The Eighth Amendment to the United States Constitution states that people convicted of crimes should not be subject to excessive bail or fines, and that authorities may not inflict 'cruel and unusual punishments' (Eighth Pp). Ratified in 1791 as part of the Bill of Rights, this amendment has been cited as an argument against capital punishment (Eighth Pp). In the 1972 United States Supreme Court case 'Furman vs. Georgia, three men who were sentenced to death argued that the death penalty violated their Eighth Amendment protection against cruel and unusual punishment, and the Court ruled that the death penalty was cruel and unusual in this case because it was not applied fairly or objectively (Eighth Pp). This decision affected six hundred people already on death row and since then, several states have adoped new laws to prevent arbitrary use of the death penalty (Eighth Pp).

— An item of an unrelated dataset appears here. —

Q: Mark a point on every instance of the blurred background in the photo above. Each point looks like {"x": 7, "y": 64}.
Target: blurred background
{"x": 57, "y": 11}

In 2002 United States District Judge Jed Rakoff ruled that the 1994 Federal Death Penalty Act had created a system that "is tantamount to foreseeable, state-sponsored murder of innocent human beings" (Bowles Pp). Rakoff said that too many innocent people have been executed in state-court jurisdictions around the country (Bowles Pp). Rakoff, believed to be the first federal judge to rule the law unconstitutional, said that recent studies of death penalty cases in state court indicate that "innocent people are sentenced to death with materially greater frequency than was previously supposed...Convincing proof of their innocence often does not emerge until long after their convictions" (Bowles Pp). Defense attorney Gerald Shargel hailed the ruling as "enormously bold but obviously correct" and added that it had been learned "with disturbing frequency that innocent people have faced execution" (Bowles Pp). "Rakoff found that evidence often collected decades after the crime, including DNA, exonerated dozens of individuals who otherwise would have been executed" (Bowles Pp). Under the Federal Death Penalty Act, capital punishment is permitted in cases "involving murder to benefit a drug-dealing conspiracy, murder of a witness, murder in aid of racketeering and terrorist murder" (Bowles Pp).